Many answers have been given to this question. Before we try out such answers, consider one broad way to categorize them. Is experiencing beauty about getting us to do something, or is it about our thinking or feeling a certain way? In other words, if there’s a purpose or function to finding things beautiful, do you think that should be a pragmatic function issuing in action? Or can it be a contemplative function issuing in a kind of thinking (or feeling, etc.)?

This might even come down to Yes or No regarding the first question. Sometimes people say something like “The instinct to find people and things beautiful originates in sexual desire. It begins with our wish to propagate.” An answer like that connects the judgment of beauty with action.
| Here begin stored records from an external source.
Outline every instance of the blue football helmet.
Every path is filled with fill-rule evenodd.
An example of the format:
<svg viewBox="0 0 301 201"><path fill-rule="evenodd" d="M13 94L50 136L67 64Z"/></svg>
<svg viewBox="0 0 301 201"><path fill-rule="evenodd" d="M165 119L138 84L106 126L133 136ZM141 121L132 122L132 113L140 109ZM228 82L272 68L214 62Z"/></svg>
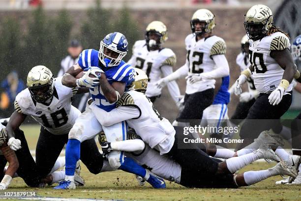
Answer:
<svg viewBox="0 0 301 201"><path fill-rule="evenodd" d="M291 52L294 60L299 59L301 61L301 35L299 35L295 38L292 47Z"/></svg>
<svg viewBox="0 0 301 201"><path fill-rule="evenodd" d="M109 34L100 41L98 51L99 61L105 67L119 65L127 53L127 40L123 34L119 32ZM106 55L105 47L116 53L117 57L113 58Z"/></svg>

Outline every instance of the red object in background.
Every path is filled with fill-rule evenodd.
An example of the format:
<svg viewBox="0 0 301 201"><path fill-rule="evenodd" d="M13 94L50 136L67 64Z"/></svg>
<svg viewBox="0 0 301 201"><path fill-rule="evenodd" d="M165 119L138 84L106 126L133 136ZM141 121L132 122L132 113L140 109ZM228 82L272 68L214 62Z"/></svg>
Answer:
<svg viewBox="0 0 301 201"><path fill-rule="evenodd" d="M42 4L42 0L30 0L29 2L29 4L30 5L32 5L33 6L37 6L39 5Z"/></svg>

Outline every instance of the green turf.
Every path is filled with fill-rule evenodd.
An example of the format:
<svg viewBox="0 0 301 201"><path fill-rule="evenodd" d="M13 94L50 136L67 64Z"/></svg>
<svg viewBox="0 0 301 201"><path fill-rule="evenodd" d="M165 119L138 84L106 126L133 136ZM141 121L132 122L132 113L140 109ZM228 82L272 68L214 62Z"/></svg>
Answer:
<svg viewBox="0 0 301 201"><path fill-rule="evenodd" d="M39 128L24 126L29 146L33 148L36 143ZM268 168L275 165L266 163L254 163L242 169L257 170ZM300 201L301 186L276 185L275 182L281 179L277 176L263 182L238 189L187 189L166 182L165 190L153 189L147 184L138 186L134 176L119 170L94 175L89 172L84 165L81 173L86 185L75 190L54 190L53 186L45 188L27 187L20 178L14 179L7 191L34 191L39 196L70 198L90 198L123 200L148 201ZM204 181L206 182L206 181Z"/></svg>

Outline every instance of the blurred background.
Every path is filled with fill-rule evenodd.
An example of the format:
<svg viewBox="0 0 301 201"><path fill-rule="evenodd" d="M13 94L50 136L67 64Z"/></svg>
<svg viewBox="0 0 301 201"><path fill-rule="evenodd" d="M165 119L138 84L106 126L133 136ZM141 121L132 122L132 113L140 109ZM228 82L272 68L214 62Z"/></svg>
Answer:
<svg viewBox="0 0 301 201"><path fill-rule="evenodd" d="M240 73L236 58L245 34L243 15L258 3L272 9L275 24L289 33L291 42L301 34L300 0L0 0L0 117L8 117L13 111L15 97L26 87L26 76L33 67L45 66L56 76L66 57L70 57L65 65L76 62L76 54L72 53L75 49L98 50L100 40L113 32L122 33L129 42L127 61L132 45L144 38L147 25L153 20L167 27L169 39L164 46L177 55L175 70L185 62L184 40L191 33L192 14L200 8L209 9L216 16L213 34L226 41L232 85ZM185 80L178 83L183 95ZM293 100L286 118L294 118L301 109L300 94L295 92ZM238 102L233 96L229 116ZM154 105L169 120L176 117L178 108L167 88Z"/></svg>

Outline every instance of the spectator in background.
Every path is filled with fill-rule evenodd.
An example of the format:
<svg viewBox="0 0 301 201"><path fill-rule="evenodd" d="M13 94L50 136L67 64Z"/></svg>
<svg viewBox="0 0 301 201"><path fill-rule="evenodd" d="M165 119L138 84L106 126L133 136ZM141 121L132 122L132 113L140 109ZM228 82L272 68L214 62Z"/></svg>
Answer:
<svg viewBox="0 0 301 201"><path fill-rule="evenodd" d="M14 111L14 101L17 95L25 88L24 82L19 79L15 71L10 72L1 82L0 109L1 115L9 116Z"/></svg>
<svg viewBox="0 0 301 201"><path fill-rule="evenodd" d="M58 73L58 77L63 76L69 67L77 64L78 57L83 51L81 43L76 39L70 42L68 47L69 55L65 57L60 62L60 69ZM83 94L75 95L72 100L72 105L83 112L86 106L86 102L90 98L90 94Z"/></svg>

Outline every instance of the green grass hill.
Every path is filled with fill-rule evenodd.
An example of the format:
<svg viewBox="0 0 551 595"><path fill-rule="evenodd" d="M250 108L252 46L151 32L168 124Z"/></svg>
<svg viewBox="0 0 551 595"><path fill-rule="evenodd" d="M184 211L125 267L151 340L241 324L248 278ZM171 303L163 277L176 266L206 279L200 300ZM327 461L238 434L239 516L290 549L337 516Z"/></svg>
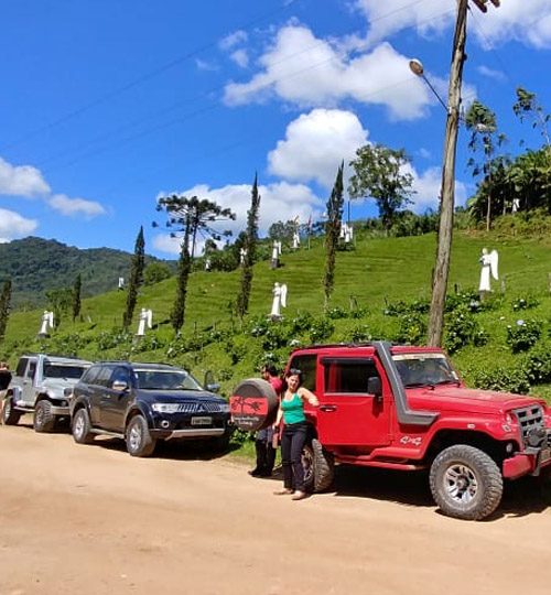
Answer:
<svg viewBox="0 0 551 595"><path fill-rule="evenodd" d="M500 281L479 302L478 258L483 247L499 252ZM184 365L199 379L213 370L228 393L272 359L282 366L295 345L383 338L423 343L434 263L433 234L374 239L357 234L353 250L337 252L336 283L324 310L323 239L282 256L282 267L255 266L249 315L233 313L240 271L194 272L186 317L175 337L169 314L175 278L141 289L131 333L120 328L126 293L110 291L83 301L80 320L67 314L39 340L41 311L12 312L0 357L13 365L24 350L75 354L93 359L130 358ZM541 238L455 232L445 317L445 343L472 386L531 391L551 397L551 247ZM280 323L268 321L273 283L287 283ZM154 328L139 343L141 307L153 310Z"/></svg>

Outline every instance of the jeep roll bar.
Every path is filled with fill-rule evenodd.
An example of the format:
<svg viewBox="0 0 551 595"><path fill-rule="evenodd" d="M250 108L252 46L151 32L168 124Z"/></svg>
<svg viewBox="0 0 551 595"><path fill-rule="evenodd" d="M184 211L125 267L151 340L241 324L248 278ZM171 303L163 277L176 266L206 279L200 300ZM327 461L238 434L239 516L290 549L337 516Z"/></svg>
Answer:
<svg viewBox="0 0 551 595"><path fill-rule="evenodd" d="M422 425L423 428L431 425L439 416L439 413L432 411L414 411L408 405L406 390L395 365L395 360L392 359L390 350L392 345L387 340L374 340L371 345L375 347L380 363L387 372L387 378L390 382L392 394L395 396L398 422L403 425Z"/></svg>

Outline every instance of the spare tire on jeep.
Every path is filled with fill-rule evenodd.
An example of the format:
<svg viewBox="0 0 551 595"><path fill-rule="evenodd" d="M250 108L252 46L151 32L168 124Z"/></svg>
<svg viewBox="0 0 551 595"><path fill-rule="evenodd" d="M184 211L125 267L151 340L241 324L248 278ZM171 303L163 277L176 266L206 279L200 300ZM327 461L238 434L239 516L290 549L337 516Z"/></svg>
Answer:
<svg viewBox="0 0 551 595"><path fill-rule="evenodd" d="M279 399L270 382L260 378L242 380L229 398L231 419L239 430L256 432L276 421Z"/></svg>

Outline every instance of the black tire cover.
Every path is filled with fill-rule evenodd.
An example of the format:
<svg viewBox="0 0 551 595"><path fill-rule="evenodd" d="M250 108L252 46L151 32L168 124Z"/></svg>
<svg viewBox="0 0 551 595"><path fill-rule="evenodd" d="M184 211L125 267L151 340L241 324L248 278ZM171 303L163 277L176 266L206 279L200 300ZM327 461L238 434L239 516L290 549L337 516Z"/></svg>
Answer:
<svg viewBox="0 0 551 595"><path fill-rule="evenodd" d="M270 382L260 378L242 380L229 398L231 420L240 430L256 432L276 421L279 398Z"/></svg>

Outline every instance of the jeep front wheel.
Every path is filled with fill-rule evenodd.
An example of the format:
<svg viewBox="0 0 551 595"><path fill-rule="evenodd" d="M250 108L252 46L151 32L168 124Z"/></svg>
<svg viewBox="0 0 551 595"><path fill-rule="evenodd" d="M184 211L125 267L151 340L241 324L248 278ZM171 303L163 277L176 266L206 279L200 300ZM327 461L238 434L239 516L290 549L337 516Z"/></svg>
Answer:
<svg viewBox="0 0 551 595"><path fill-rule="evenodd" d="M43 399L34 407L33 426L35 432L53 432L55 415L52 414L52 403Z"/></svg>
<svg viewBox="0 0 551 595"><path fill-rule="evenodd" d="M18 425L21 418L21 412L13 409L11 397L7 397L3 401L2 423L4 425Z"/></svg>
<svg viewBox="0 0 551 595"><path fill-rule="evenodd" d="M302 451L302 467L304 469L304 486L306 491L324 491L335 477L335 464L331 453L322 443L313 439Z"/></svg>
<svg viewBox="0 0 551 595"><path fill-rule="evenodd" d="M90 416L86 409L80 408L73 416L72 432L77 444L90 444L94 441Z"/></svg>
<svg viewBox="0 0 551 595"><path fill-rule="evenodd" d="M143 415L134 415L127 428L127 451L132 456L151 456L156 441L151 436Z"/></svg>
<svg viewBox="0 0 551 595"><path fill-rule="evenodd" d="M431 491L449 517L480 520L501 501L504 480L498 466L486 453L457 444L442 451L431 466Z"/></svg>

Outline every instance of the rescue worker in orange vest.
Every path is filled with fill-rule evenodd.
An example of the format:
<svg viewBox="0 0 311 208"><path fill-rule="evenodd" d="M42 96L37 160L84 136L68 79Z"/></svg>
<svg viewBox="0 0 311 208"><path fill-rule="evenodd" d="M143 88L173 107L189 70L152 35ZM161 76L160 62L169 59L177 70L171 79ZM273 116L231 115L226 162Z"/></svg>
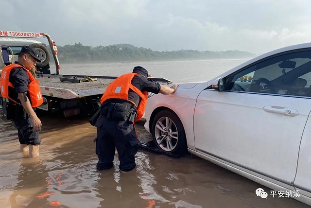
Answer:
<svg viewBox="0 0 311 208"><path fill-rule="evenodd" d="M148 92L169 94L174 93L178 87L160 85L148 76L146 69L136 67L133 72L112 82L103 95L100 115L95 122L98 170L112 168L116 147L120 170L127 172L136 167L135 156L140 142L134 123L144 114Z"/></svg>
<svg viewBox="0 0 311 208"><path fill-rule="evenodd" d="M35 109L43 102L40 87L30 72L40 62L37 52L24 46L17 61L4 67L1 73L0 90L4 102L6 119L12 120L17 130L20 152L23 157L39 156L41 122Z"/></svg>

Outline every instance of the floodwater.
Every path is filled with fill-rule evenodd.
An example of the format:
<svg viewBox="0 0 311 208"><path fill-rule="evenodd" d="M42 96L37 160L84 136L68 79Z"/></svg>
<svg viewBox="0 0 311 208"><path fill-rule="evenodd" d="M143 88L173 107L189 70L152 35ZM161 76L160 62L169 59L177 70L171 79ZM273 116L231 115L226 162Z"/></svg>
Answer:
<svg viewBox="0 0 311 208"><path fill-rule="evenodd" d="M176 159L139 150L132 172L120 171L117 154L113 168L98 171L96 129L87 120L39 117L42 145L35 160L21 158L16 130L0 120L1 208L310 208L277 195L257 197L258 188L271 190L190 155ZM138 137L150 140L142 124Z"/></svg>

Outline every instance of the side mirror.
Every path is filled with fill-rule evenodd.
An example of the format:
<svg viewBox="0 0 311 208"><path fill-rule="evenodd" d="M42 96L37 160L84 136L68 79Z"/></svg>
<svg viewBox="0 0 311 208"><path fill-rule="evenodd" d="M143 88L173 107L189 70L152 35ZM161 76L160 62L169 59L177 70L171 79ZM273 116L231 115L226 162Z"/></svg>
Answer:
<svg viewBox="0 0 311 208"><path fill-rule="evenodd" d="M215 80L212 84L213 89L219 92L223 92L225 89L225 85L227 83L227 78L220 77Z"/></svg>

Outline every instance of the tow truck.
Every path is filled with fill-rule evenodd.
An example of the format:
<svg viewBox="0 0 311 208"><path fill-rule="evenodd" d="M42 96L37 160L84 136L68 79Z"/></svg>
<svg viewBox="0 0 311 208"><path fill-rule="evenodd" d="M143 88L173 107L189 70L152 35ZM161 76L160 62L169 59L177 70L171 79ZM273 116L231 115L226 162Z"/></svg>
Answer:
<svg viewBox="0 0 311 208"><path fill-rule="evenodd" d="M48 46L36 40L40 37L47 39ZM44 99L43 104L37 108L39 110L51 113L62 111L65 117L78 115L91 117L99 109L100 98L107 86L118 77L62 74L56 44L50 35L6 31L0 31L0 72L3 67L17 61L24 45L31 45L35 48L41 60L41 63L37 63L36 66L38 72L36 78L40 81ZM55 62L56 73L51 73L51 56ZM151 79L161 85L172 83L164 78ZM3 105L3 98L0 95L0 108Z"/></svg>

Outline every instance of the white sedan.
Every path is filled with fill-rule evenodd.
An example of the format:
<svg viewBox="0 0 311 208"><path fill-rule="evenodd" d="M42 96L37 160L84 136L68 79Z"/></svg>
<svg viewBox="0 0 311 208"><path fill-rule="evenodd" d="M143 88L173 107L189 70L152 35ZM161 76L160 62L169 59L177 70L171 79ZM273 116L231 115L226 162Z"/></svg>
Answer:
<svg viewBox="0 0 311 208"><path fill-rule="evenodd" d="M276 191L268 197L311 205L311 43L287 47L152 95L144 126L168 153L188 151Z"/></svg>

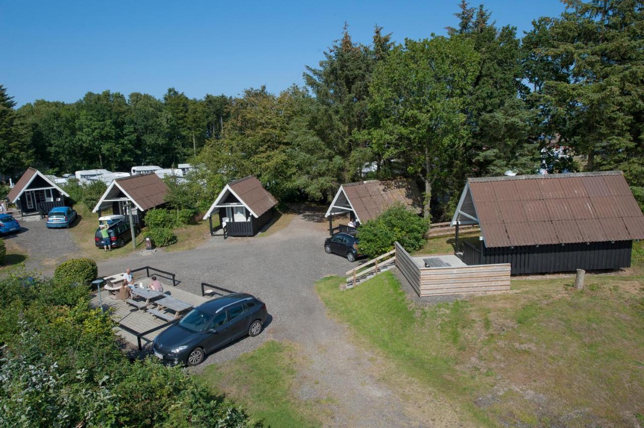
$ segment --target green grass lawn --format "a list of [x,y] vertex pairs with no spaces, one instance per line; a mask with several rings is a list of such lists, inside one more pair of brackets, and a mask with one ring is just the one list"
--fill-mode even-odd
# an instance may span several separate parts
[[209,366],[197,379],[241,404],[267,427],[317,427],[323,411],[294,395],[301,357],[294,346],[268,341],[236,360]]
[[[630,425],[644,414],[644,276],[513,280],[509,293],[421,306],[391,272],[316,290],[333,317],[476,425]],[[386,314],[383,319],[383,314]],[[386,321],[386,322],[385,322]]]

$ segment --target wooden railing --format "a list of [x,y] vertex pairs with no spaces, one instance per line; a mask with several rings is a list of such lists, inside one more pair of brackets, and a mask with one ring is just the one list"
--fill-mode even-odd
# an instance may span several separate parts
[[[428,238],[435,238],[436,236],[446,236],[449,235],[453,235],[456,227],[451,226],[451,222],[445,222],[444,223],[432,223],[430,225],[430,231],[427,233]],[[459,233],[468,233],[469,232],[478,232],[480,230],[478,224],[469,226],[460,226],[459,227]]]
[[[363,263],[357,267],[352,269],[346,272],[346,283],[355,285],[357,281],[365,276],[370,273],[378,273],[378,269],[387,265],[391,265],[395,262],[395,249],[392,249],[388,253],[385,253],[381,256],[378,256],[374,259],[369,260],[366,263]],[[346,288],[346,284],[344,285],[342,289]]]

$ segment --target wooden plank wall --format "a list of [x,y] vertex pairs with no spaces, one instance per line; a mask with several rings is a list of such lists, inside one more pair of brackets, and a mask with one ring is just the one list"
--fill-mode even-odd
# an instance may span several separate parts
[[510,289],[510,264],[419,267],[397,242],[396,267],[421,297],[505,291]]

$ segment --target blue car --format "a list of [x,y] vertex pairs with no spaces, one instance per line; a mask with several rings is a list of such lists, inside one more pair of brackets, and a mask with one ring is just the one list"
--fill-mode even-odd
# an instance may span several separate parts
[[69,227],[76,220],[76,211],[68,206],[57,206],[52,208],[47,215],[47,228]]
[[17,233],[20,231],[20,224],[8,214],[0,214],[0,235]]

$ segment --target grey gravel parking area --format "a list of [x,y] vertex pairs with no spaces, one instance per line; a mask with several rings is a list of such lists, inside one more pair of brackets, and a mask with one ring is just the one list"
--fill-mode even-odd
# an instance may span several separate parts
[[327,254],[328,236],[319,215],[303,213],[272,235],[247,238],[211,238],[185,252],[140,253],[99,265],[99,276],[128,267],[149,265],[176,274],[178,287],[201,293],[202,281],[263,300],[270,314],[265,331],[245,337],[208,355],[207,364],[234,359],[266,340],[290,341],[301,346],[310,364],[298,373],[298,395],[330,398],[333,426],[422,426],[409,403],[379,379],[377,359],[352,344],[345,326],[327,316],[314,290],[317,280],[343,275],[355,267],[346,259]]
[[78,253],[79,249],[68,229],[47,229],[46,220],[39,216],[17,218],[21,226],[20,232],[3,239],[27,253],[24,265],[28,270],[50,274],[57,264]]

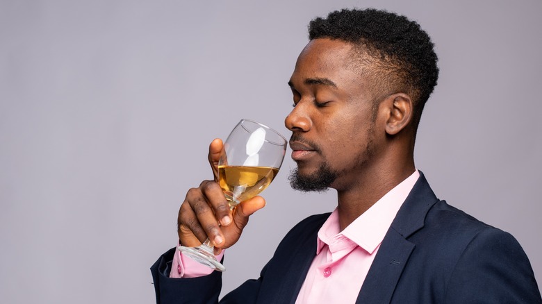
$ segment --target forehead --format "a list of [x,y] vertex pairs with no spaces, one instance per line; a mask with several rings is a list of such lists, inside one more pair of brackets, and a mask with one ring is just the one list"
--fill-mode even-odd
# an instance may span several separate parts
[[361,83],[352,44],[337,40],[311,40],[299,54],[290,79],[299,86],[308,79],[327,79],[345,88]]

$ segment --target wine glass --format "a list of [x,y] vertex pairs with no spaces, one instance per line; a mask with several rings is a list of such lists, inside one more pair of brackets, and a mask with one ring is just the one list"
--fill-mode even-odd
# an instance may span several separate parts
[[[241,119],[233,128],[218,162],[218,183],[231,210],[269,186],[282,164],[287,142],[278,132],[252,120]],[[208,238],[199,246],[179,246],[179,250],[215,270],[226,270]]]

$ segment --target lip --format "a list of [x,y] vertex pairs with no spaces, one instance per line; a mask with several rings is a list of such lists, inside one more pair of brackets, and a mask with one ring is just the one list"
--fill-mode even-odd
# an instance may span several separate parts
[[299,142],[290,142],[290,148],[292,149],[292,159],[296,161],[306,160],[316,153],[311,146]]

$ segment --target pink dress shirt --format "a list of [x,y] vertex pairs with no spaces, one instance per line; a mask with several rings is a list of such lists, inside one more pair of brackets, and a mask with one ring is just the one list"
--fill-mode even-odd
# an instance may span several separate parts
[[316,257],[296,303],[356,303],[386,233],[419,177],[416,170],[342,232],[337,210],[331,213],[318,231]]
[[[331,213],[318,231],[316,257],[296,303],[356,302],[386,233],[419,177],[415,171],[342,232],[336,209]],[[217,256],[218,260],[224,251]],[[195,278],[211,272],[177,251],[170,278]]]

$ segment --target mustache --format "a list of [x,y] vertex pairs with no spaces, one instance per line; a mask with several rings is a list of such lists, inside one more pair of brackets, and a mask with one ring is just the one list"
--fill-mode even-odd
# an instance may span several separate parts
[[292,136],[290,137],[289,142],[290,144],[291,144],[292,142],[299,142],[302,144],[304,144],[310,146],[312,149],[313,149],[316,152],[320,151],[320,145],[318,145],[318,144],[316,144],[314,142],[302,137],[299,133],[293,133]]

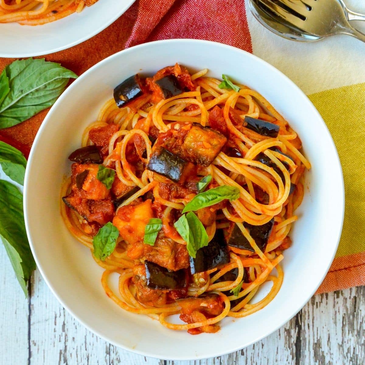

All the way back to Aristotle, philosophers have objected that beauty can be understood without reference to sexual desire; and in fact it can get complicated to try to trace every sense of beauty to such desire. Consider landscapes, sunsets, etc. More broadly, you could connect those judgments of beauty with a sense of safety. You find open grassy landscapes beautiful because your primitive ancestors connected such sights with safety from predators, etc. Again there is a pragmatic origin to the sense of beauty.

It can be difficult to connect every experience of beauty with such a pragmatic evolutionary argument. But this is the foundation of the discussion. If you want a function for beauty-experiences in the pragmatic, action-oriented sense of the word, that would be a place to start. Otherwise, a contemplative function suggests itself. And here you have greater latitude in explaining what the function of beauty might be.